MMDS 02. Generate Target and Family Dataset¶
Category Paths
Follow one of these paths in the Orion user interface, to find the floe.
Product-based/SPRUCE
Product-based/MMDS
Role-based/MMDS Staff User/MMDS Data Prep
Solution-based/Virtual-screening/Target Preparation
Solution-based/Hit to Lead/Target Preparation
Solution-based/Hit to Lead/Target Preparation/Structural Data Preparation
Task-based/Data Science/Clustering
Task-based/Target Prep & Analysis/Protein Preparation
Task-based/Target Prep & Analysis/Protein Similarity Search
Description
MMDS 02. Generate Target and Family Dataset makes a Target Dataset and Family Dataset of proteins using UniProt to group similar protein sequences with PDB structures according to UniProt KBID.
Target categorization is based on ‘Guide to Pharmacology’ families. Any remaining UniProt targets are sorted into an ‘Uncategorized’ category. Targets with multiple UniProt features are further sub-divided into their feature traits and associated PDB structure are sorted based on sequence similarity.
Each target will attempt to find a reference structure using Spruce. Failure to find viable structures, or a viable reference structure will be recorded. Successful targets will contain a list of related PDB structures and a reference structure, and will be saved in a Target dataset.
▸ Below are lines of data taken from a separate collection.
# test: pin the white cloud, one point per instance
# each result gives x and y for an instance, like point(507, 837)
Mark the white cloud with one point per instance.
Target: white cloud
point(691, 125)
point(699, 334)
If possible, a common reference structure will attempt to be found from the list of related targets. These are saved in the Family dataset along with all the categorization information.
Parameter title in user interface (promoted name)
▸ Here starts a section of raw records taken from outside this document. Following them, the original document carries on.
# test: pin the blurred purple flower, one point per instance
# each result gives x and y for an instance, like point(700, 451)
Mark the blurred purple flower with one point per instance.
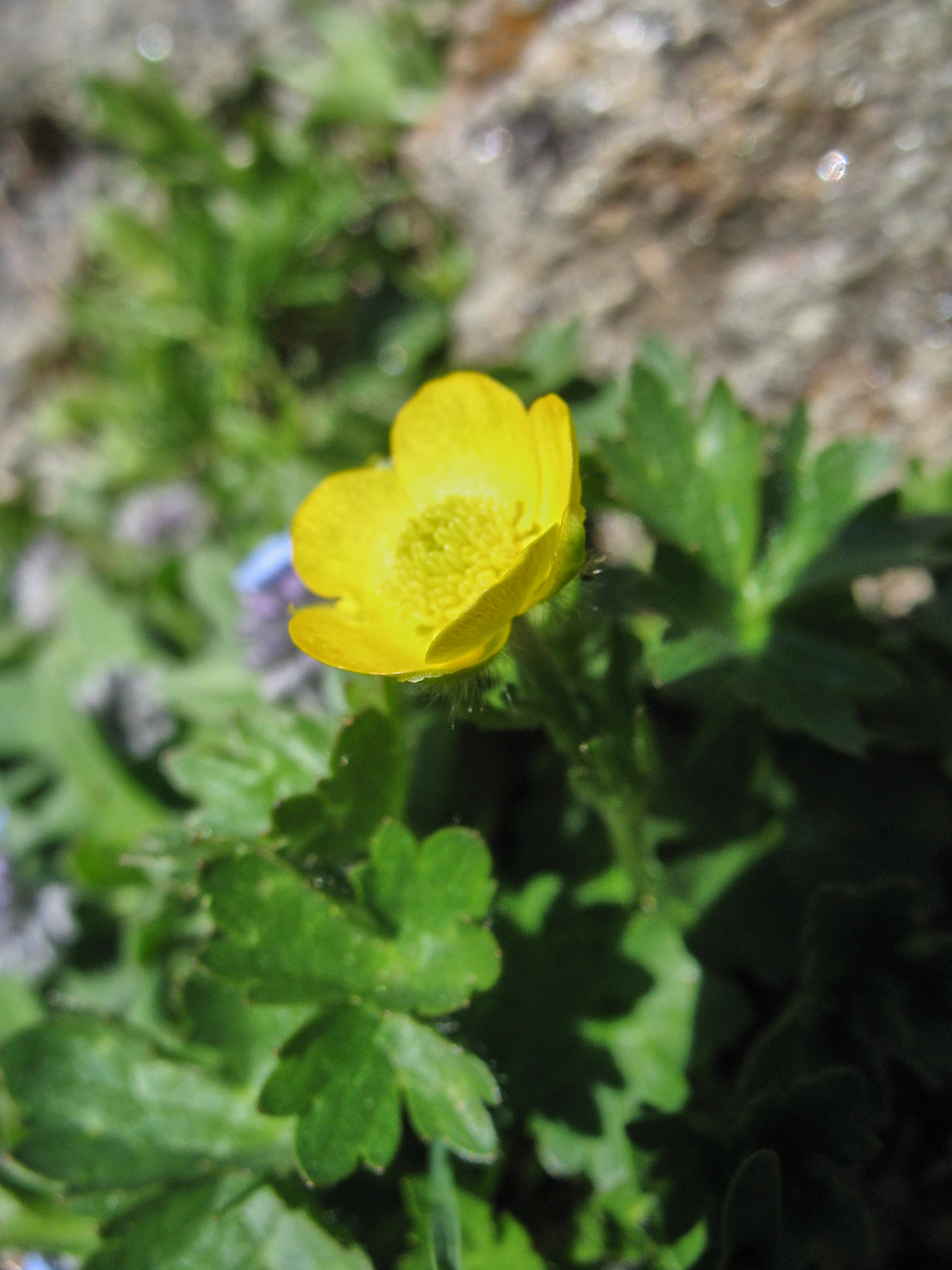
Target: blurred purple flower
point(32, 926)
point(268, 588)
point(36, 580)
point(126, 703)
point(173, 516)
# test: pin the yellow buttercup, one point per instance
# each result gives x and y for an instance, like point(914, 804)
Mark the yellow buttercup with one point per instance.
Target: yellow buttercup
point(431, 558)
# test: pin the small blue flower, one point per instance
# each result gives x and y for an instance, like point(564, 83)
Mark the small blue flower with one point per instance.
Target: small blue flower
point(263, 566)
point(270, 591)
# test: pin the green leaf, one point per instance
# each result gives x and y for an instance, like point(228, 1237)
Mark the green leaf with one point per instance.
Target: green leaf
point(808, 683)
point(444, 1088)
point(287, 941)
point(229, 1225)
point(19, 1008)
point(102, 1110)
point(366, 784)
point(697, 484)
point(43, 1225)
point(489, 1241)
point(450, 873)
point(345, 1075)
point(339, 1081)
point(878, 540)
point(674, 659)
point(238, 774)
point(829, 488)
Target dataset no ref structure (data_out) type: dataset_out: Output dataset of targets that are not able to generate reference structures.Default: Target Dataset No Ref Structure
Parameter title in user interface (promoted name)
Failed target dataset (data_out) type: dataset_out: Output failed target datasetDefault: Failed Target Dataset
Parameter title in user interface (promoted name)
Target dataset no structure (data_out) type: dataset_out: Output dataset of targets without any structures able to generate reference structures.Default: Target Dataset No Structures
Parameter title in user interface (promoted name)
PDB Structure Collection (collection) type: collection_source: Collection containing input PDB structures from source
Parameter title in user interface (promoted name)
UniProt dataset map (data_out) type: dataset_out: Output UniProt dataset mapDefault: UniProt Dataset Map
Parameter title in user interface (promoted name)
Existing dataset failures (data_out) type: dataset_out: Output existing dataset failuresDefault: Existing Dataset Failures
Parameter title in user interface (promoted name)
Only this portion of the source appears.